HT is an important risk factor [26] and predicts ischemic events in NVAF patients receiving anticoagulant therapy [27]. SBP was shown to be a significant prognostic factor in uni- but not multivariate analysis in this study. It was reported that a high initial SBP after acute stroke was correlated with poor outcome [28]. The statistical power might not have been enough to show a significant correlation after adjusting confounding factors in our study. Age and NIHSS score have been reported as the most powerful predictors of mortality and functional outcome after ischemic stroke [29, 30]. However, age was significant in uni- but not multivariate analysis in these studies, which was similar to our findings. There was a similar report that NIHSS score more strongly correlated with outcome than age [30]. In previous studies, NIHSS score on admission was shown to be associated with functional outcome 3 months after stroke [31, 32]. Our results were consistent with the results of those studies. However, 1 report suggested that NIHSS score at admission does not always correspond to the outcome 3 months after stroke [33].

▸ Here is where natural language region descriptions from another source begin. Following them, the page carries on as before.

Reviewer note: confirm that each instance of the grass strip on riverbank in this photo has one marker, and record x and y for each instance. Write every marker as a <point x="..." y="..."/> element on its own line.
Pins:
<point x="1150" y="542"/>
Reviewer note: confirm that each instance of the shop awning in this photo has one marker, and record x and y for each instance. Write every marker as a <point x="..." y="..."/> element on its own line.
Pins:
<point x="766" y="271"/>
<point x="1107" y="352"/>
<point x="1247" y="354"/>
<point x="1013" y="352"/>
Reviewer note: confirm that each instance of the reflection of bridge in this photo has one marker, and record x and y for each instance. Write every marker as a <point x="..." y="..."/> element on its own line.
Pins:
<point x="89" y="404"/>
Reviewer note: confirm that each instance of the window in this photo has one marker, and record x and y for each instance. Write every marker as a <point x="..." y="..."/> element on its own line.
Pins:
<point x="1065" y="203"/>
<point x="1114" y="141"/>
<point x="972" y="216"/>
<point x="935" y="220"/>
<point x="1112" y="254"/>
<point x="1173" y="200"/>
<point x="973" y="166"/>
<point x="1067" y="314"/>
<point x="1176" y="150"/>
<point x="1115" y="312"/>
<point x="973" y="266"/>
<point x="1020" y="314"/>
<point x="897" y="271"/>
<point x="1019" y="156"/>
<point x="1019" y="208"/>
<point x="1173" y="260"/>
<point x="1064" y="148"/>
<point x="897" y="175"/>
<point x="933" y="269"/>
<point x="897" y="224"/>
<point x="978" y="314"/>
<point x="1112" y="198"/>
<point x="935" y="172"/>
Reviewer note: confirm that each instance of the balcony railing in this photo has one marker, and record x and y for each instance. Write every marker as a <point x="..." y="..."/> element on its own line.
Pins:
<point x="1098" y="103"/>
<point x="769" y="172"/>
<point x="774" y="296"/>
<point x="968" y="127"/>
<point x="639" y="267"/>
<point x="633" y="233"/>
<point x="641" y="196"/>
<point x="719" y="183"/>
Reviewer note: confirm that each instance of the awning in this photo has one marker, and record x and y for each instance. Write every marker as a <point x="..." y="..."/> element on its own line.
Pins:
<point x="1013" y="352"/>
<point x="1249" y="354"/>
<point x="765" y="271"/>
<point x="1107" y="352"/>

Apart from NIHSS score, plasma BNP was the only significant predictor of functional outcome in our NVAF patients after AIS. We demonstrated that BNP levels on admission were positively correlated with mRS score at 3 months in this study. Makikallio et al. [11] also found a relationship between increased BNP levels and mortality in the acute phase of cardioembolism, and ventricular EF and increased LAD were also associated with functional outcome and mortality. LAD was not significantly associated with mRS score in our study. Previously, we reported that serum BNP levels were associated with cardioembolism, infarct size, poor outcome, and risk of stroke in NVAF patients after AIS [12]. Other previous reports showed that BNP levels were associated with diffusion-weighted image lesion size and NIHSS scores on admission [34, 35, 36]. We demonstrated that BNP levels were positively correlated with mRS score in both uni- and multivariate analyses in this study. Consistently with our results, a recent report showed that plasma BNP levels were strongly associated with CES and functional outcome 6 months after ischemic stroke [37]. It was reported that in AF, BNP elevation is of atrial origin [38]. It was also reported that BNP level was significantly correlated with left atrial thrombi in AIS with AF [39]. Another study reported that BNP level was significantly correlated with left atrial appendage thrombi, and a stepwise increase in thrombi was significantly associated with a rise in BNP level [40]. We speculated that BNP increase is a reaction to infarction size or is due to cardiac disease. However, all subjects had preserved left ventricular systolic function in transthoracic echocardiography, and BNP was elevated by cardioembolism.

Limitations

Our study has several limitations. First, we retrospectively analyzed the clinical data in a cohort of a single center. Since the statistical power was weak in this study, a larger number of patients are required to provide appropriate conclusions. Second, our assessment of stroke volume was imprecise, evaluating only one slice of diffusion sequence on magnetic resonance imaging where the maximum diameter was detected. Third, timing of BNP measurement does not always correspond with the onset of stroke. Fourth, the risk factors were determined on admission from the patient's medical history. Therefore, prestroke states may not have definitely reflected risk factors.

In conclusions, plasma BNP levels were independently associated with functional outcomes 3 months after stroke onset. Plasma BNP is one of the most useful predictors for long-term functional outcomes of NVAF patients after AIS.

Disclosure Statement

The authors have no conflicts of interest to disclose. This work received no grant support.